Let $f\in C_c^\infty(\mathbb R^3)$. I so far did not see why the following inequality holds:
$$\int_{\mathbb R^3} \lvert \Delta f(x) \rvert \, dx \leq C\sum_{i,j} \lVert \partial_{x_i} \partial_{x_j} f \rVert_1.$$
I only got to the point where $$\int_{\mathbb R^3} \lvert \Delta f(x) \rvert \, dx = \int_{\mathbb R^3} \left (\overline{\Delta f(x)} \Delta f(x) \right)^{1/2} \, dx = \int_{\mathbb R^3} \left (\sum_{i,j} \overline{\partial^2_{x_i}f(x)} \partial ^2_{x_j}f(x) \right)^{1/2} \, dx.$$ How does one proceed from here, i.e. how do the mixed derivatives come in?

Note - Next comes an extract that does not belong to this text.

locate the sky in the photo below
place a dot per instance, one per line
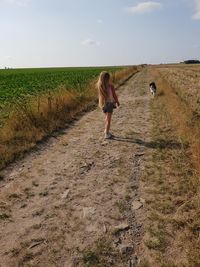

$|\Delta f(x)|\leq \sum_{i=1}^3 |\partial^2_{x_i} f(x)|$ by the triangle inequality and clearly, $\sum_{i=1}^3 |\partial^2_{x_i} f(x)|\leq \sum_{i,j=1}^3 |\partial_{x_i}\partial_{x_j} f(x)|,$ since the latter sum simply has some new, added terms. Now, apply linearity of integrals.